Thursday, March 21, 2013

The Promise of the Novel Fulfilled: The Golden Notebook







When you take reading as a hard fought effort, as a promise of finding things that surprise and fascinate you even as you read many things that fall far below that mark, every now and again you come across a novel that keeps its promises to the reader.  Doris Lessing’s The Golden Notebook does just that.  It is completely realized in almost every conceivable way.  A fully wrought vision of the novel, both as it is and what it can be.

At 635 pages of text, Lessing has ample space to take on almost every major topic in the post-war, postmodern literary grab bag.  The novel is feminist, post-colonial, post-communist, late capitalist, meta-fiction in the sense that it is concerned with itself as art, and explores the nature of art and the artists.  There are stories within stories, diary entries, letters, and a fractured text looping back into itself.  But all this is a dry recitation of its virtues as an “important” novel.  Its real success is elsewhere.

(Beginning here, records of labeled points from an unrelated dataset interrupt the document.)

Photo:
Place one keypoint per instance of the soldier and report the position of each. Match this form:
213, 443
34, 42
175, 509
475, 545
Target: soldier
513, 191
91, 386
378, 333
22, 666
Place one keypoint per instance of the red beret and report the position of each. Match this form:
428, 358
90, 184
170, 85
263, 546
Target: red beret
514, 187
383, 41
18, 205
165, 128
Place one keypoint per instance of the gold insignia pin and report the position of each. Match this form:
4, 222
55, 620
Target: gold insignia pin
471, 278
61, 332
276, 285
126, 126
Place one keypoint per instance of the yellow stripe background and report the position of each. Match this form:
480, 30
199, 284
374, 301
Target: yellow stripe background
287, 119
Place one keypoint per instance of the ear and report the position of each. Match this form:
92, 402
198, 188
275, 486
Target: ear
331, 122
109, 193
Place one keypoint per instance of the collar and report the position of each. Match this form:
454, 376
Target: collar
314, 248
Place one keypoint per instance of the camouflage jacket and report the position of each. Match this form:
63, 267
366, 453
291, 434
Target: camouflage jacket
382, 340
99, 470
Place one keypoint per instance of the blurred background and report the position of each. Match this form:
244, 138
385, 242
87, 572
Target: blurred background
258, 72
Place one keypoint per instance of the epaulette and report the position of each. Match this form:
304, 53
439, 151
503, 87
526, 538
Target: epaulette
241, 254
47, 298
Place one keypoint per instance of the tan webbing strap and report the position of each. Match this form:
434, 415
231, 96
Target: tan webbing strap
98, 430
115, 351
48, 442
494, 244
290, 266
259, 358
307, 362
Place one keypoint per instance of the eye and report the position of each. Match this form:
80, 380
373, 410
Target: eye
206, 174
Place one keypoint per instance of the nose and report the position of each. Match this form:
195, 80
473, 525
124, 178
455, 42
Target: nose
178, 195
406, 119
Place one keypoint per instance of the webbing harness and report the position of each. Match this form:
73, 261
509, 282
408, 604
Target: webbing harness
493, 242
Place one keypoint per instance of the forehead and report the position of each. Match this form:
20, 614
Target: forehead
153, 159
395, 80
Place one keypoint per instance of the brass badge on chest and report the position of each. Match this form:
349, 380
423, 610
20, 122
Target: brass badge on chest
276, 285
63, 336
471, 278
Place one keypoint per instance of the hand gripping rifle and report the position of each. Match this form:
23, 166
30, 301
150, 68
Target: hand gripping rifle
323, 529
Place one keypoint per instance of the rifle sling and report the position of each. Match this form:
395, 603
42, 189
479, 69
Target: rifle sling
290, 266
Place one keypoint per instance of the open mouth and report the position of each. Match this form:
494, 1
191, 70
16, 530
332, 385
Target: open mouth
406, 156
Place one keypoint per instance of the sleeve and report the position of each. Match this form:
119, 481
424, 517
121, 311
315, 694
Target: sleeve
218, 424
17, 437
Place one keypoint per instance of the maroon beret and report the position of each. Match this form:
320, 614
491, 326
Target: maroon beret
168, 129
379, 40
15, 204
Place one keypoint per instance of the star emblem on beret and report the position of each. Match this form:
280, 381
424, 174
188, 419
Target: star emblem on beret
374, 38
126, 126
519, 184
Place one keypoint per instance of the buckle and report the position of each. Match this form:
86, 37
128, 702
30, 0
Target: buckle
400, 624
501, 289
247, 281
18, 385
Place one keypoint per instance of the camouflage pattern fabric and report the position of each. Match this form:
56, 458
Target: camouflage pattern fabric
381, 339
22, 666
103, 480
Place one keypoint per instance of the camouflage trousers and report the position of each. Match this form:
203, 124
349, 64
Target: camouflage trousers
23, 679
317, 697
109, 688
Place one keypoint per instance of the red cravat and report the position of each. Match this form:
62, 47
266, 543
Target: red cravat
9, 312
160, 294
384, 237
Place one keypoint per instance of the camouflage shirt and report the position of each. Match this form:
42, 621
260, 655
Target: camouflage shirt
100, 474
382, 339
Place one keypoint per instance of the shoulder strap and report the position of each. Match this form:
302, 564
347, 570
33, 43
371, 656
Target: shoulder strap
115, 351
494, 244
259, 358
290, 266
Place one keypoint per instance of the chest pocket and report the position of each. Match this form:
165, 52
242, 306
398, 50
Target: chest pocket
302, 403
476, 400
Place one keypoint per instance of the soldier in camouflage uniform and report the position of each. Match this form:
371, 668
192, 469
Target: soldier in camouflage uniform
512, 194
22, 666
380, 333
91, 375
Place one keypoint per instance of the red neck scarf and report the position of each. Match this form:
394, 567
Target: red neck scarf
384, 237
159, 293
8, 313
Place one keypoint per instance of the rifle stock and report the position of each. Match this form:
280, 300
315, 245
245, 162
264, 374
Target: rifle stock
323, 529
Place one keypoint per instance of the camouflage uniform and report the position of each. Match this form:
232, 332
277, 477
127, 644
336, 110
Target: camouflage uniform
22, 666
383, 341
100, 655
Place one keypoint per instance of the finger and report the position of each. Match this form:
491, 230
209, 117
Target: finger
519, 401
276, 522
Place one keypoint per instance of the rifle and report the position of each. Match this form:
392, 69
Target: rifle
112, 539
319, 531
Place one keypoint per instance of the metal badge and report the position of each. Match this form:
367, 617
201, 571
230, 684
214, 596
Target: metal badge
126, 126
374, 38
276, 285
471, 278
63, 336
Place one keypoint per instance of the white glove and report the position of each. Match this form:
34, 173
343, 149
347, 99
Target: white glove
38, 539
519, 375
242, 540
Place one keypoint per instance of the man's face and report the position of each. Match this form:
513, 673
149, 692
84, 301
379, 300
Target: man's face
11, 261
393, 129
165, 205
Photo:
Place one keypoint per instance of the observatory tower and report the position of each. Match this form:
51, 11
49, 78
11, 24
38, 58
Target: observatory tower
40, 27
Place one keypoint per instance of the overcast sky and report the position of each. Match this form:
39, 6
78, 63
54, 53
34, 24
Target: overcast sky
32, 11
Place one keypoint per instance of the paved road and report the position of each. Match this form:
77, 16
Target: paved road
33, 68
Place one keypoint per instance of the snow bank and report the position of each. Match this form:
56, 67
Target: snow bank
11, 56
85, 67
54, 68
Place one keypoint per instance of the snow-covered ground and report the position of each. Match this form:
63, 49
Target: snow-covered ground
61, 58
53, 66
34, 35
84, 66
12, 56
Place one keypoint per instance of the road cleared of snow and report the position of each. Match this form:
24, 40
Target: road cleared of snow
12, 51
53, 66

Foremost, The Golden Notebook never sacrifices itself to the altar of these various “isms.”  Quite the contrary, it is novel about the impossibility to qualify and categorize life by any system, whether it be art, politics, religion, or science.  Life is simply too multivariate to fit into one mold.  So we get a novel which displays the characters’ lives in maddening, sometimes grotesque ways.  Everything is open to investigation, and nothing is sacred.